Stock market’s frothy valuations are still far from tech-boom extremes

Posted by MarketWatch

Share on Facebook

Tweet on Twitter


So with the bull market celebrating its five-year anniversary and the S&P 500SPX -0.49% back at record levels, just how pricey are stocks?

It depends how you look at it. Using Thursday’s S&P 500 close at 1,877.03 and a forward 12-month earnings-per-share estimate of $121.86, the forward 12-month price/earnings, or P/E, ratio for the index stood at 15.4, according to data provider FactSet.

That’s above both the five-year average of 13.2 and the 10-year average of 13.2 and the 10-year average of 13.8. The ratio has been above the five-year average for more than a year and has been running above the 10-year average for the past six months. So if you want to call the S&P 500 “overvalued,” you’ve got some ammo, FactSet notes.

But keep in mind that the forward P/E ratio is still well below the 15-year average of 16.0. Fifteen years takes you back to the most bubbleicious part of the tech boom. During the first two-years of the time frame — 1999 to 2001 — the forward 12-month P/E ratio stood consistently above 20 and peaked near 25, FactSet recalls.

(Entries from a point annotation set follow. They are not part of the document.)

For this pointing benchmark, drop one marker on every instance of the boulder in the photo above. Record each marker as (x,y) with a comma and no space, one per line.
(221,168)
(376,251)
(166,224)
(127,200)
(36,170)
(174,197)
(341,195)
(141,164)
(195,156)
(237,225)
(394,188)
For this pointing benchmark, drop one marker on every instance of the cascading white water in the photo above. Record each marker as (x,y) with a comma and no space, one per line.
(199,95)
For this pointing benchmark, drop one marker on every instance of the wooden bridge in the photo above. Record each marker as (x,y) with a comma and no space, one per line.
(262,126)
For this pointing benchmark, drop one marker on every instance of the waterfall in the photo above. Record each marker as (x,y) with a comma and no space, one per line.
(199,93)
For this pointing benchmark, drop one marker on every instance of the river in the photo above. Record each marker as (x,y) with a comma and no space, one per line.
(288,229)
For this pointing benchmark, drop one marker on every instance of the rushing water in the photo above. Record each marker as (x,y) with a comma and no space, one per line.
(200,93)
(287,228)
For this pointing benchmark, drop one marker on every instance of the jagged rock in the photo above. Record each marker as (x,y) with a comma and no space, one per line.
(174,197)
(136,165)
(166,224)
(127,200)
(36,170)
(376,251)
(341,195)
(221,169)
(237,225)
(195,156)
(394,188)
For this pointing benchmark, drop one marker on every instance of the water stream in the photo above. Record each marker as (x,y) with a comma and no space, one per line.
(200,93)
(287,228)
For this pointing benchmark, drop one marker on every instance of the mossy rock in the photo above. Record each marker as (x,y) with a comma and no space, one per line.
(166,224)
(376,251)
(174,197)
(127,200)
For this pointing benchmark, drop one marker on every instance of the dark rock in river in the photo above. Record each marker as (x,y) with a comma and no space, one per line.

So with the ratio below the 15-year average and nowhere near its peak, one could also argue that the index might still be undervalued, FactSet says.

The ratio would be even higher if analysts weren’t projecting record earnings levels over the next four quarters, they said, in a note:

At this time, the Q4 2013 quarter has the record for the highest bottom-up EPS at $28.78. However, starting in Q2 2014, industry analysts are projecting EPS for each of the next four quarters to exceed this record amount. In aggregate, they are calling for 11.3% growth in EPS over the next four quarters (Q214 – Q115), compared to the previous four quarters
(Q213 – Q114).

Probably the most important thing to keep in mind, however, is that, as the chart shows, P/E can remain at extremes for quite some time, making efforts to time the market based solely on the measure a potentially dubious proposition.